De même, comment justifierez-vous, Monsieur le Président, vous qui incarnez la nation, que vous puissiez ostensiblement afficher tous les signes de l’américanophilie la plus ostensible ? Une fois votre tee-shirt de jogger affirmait que vous aimiez la police de New York, une autre fois, torse nu dans la baie d’une station balnéaire présentée comme très prisée par les milliardaires américains, vous preniez vos premières vacances de président aux Etats-Unis sous les objectifs des journalistes, ou d’autres fois encore, notamment celles au cours desquelles vous avez fait savoir à George Bush combien vous aimiez son Amérique.

Savez-vous qu’Albert Camus, souvent présenté par des hémiplégiques seulement comme un antimarxiste, était aussi, et c’est ce qui donnait son sens à tout son engagement, un antiaméricain forcené, non pas qu’il n’ait pas aimé le peuple américain, mais il a souvent dit sa détestation du capitalisme dans sa forme libérale, du triomphe de l’argent roi, de la religion consumériste, du marché faisant la loi partout, de l’impérialisme libéral imposé à la planète qui caractérise presque toujours les gouvernements américains.
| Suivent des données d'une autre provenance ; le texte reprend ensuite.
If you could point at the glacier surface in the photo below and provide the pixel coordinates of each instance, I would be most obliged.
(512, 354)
Est-ce le Camus que vous aimez ? Ou celui qui, dans Actuelles, demande “une vraie démocratie populaire et ouvrière”, la “destruction impitoyable des trusts”, le “bonheur des plus humbles d’entre nous” (Œuvres complètes d’Albert Camus, Gallimard, “La Pléiade”, tome II, p. 517) ?
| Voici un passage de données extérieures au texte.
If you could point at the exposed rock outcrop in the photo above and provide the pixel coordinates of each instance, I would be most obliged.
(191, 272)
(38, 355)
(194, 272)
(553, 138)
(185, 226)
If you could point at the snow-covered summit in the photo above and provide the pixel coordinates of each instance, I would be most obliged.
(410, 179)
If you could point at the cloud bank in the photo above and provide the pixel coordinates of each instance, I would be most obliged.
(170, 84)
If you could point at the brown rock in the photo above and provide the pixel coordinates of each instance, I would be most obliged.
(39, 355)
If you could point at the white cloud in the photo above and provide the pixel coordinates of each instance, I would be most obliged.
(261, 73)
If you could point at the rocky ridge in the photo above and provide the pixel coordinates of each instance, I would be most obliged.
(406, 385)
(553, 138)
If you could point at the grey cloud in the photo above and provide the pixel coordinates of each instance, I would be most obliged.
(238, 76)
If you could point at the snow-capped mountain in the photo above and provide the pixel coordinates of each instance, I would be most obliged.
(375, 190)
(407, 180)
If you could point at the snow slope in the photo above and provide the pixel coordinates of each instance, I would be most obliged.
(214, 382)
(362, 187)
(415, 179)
Et puis, Monsieur le Président, comment expliquerez-vous que vous puissiez déclarer souriant devant les caméras de télévision en juillet 2008 que, “désormais, quand il y a une grève en France, plus personne ne s’en aperçoit”, et, en même temps, vouloir honorer un penseur qui n’a cessé de célébrer le pouvoir syndical, la force du génie colérique ouvrier, la puissance de la revendication populaire ? Car, dans L’Homme révolté, dans lequel on a privilégié la critique du totalitarisme et du marxisme-léninisme en oubliant la partie positive - une perversion sartrienne bien ancrée dans l’inconscient collectif français… -, il y avait aussi un éloge des pensées anarchistes françaises, italiennes, espagnoles, une célébration de la Commune, et, surtout, un vibrant plaidoyer pour le “syndicalisme révolutionnaire” présenté comme une “pensée solaire” (t. III, p. 317).
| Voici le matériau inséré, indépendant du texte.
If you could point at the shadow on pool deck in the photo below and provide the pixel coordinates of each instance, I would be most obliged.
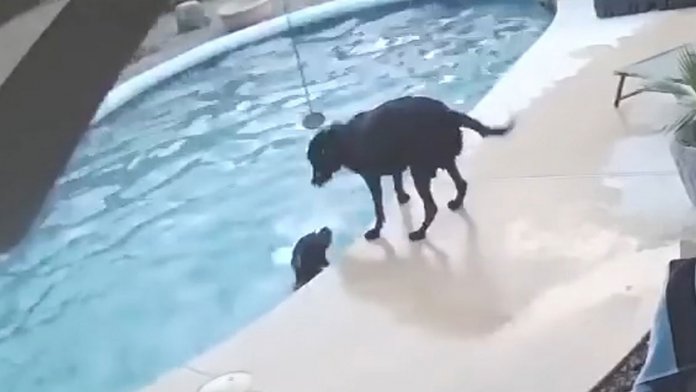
(574, 216)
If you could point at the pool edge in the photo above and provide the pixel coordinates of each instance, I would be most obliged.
(563, 65)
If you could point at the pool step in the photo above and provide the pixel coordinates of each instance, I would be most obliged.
(610, 8)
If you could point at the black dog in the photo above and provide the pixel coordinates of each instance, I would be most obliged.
(309, 256)
(418, 133)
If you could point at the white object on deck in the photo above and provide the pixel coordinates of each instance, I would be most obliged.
(236, 15)
(190, 15)
(230, 382)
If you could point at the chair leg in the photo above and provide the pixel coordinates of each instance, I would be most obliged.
(619, 91)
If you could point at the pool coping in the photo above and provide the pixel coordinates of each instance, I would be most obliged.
(568, 29)
(133, 87)
(516, 90)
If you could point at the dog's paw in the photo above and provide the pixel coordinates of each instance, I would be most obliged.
(403, 198)
(417, 235)
(372, 234)
(455, 204)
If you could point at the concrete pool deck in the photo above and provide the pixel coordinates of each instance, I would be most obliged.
(550, 277)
Est-ce cet Albert Camus qui appelle à “une nouvelle révolte” libertaire (t. III, p. 322) que vous souhaitez faire entrer au Panthéon ? Celui qui souhaite remettre en cause la “forme de la propriété” dans Actuelles II (t. III, p. 393) ? Car ce Camus libertaire de 1952 n’est pas une exception, c’est le même Camus qui, en 1959, huit mois avant sa mort, répondant à une revue anarchiste brésilienne, Reconstruir, affirmait : “Le pouvoir rend fou celui qui le détient” (t. IV, p. 660). Voulez-vous donc honorer l’anarchiste, le libertaire, l’ami des syndicalistes révolutionnaires, le penseur politique affirmant que le pouvoir transforme en Caligula quiconque le détient ?

De même, Monsieur le Président, vous qui, depuis deux ans, avez reçu, parfois en grande pompe, des chefs d’Etat qui s’illustrent dans le meurtre, la dictature de masse, l’emprisonnement des opposants, le soutien au terrorisme international, la destruction physique de peuples minoritaires, vous qui aviez, lors de vos discours de candidat, annoncé la fin de la politique sans foi ni loi, en citant Camus d’ailleurs, comment pourrez-vous concilier votre pragmatisme insoucieux de morale avec le souci camusien de ne jamais séparer politique et morale ? En l’occurrence une morale soucieuse de principes, de vertus, de grandeur, de générosité, de fraternité, de solidarité.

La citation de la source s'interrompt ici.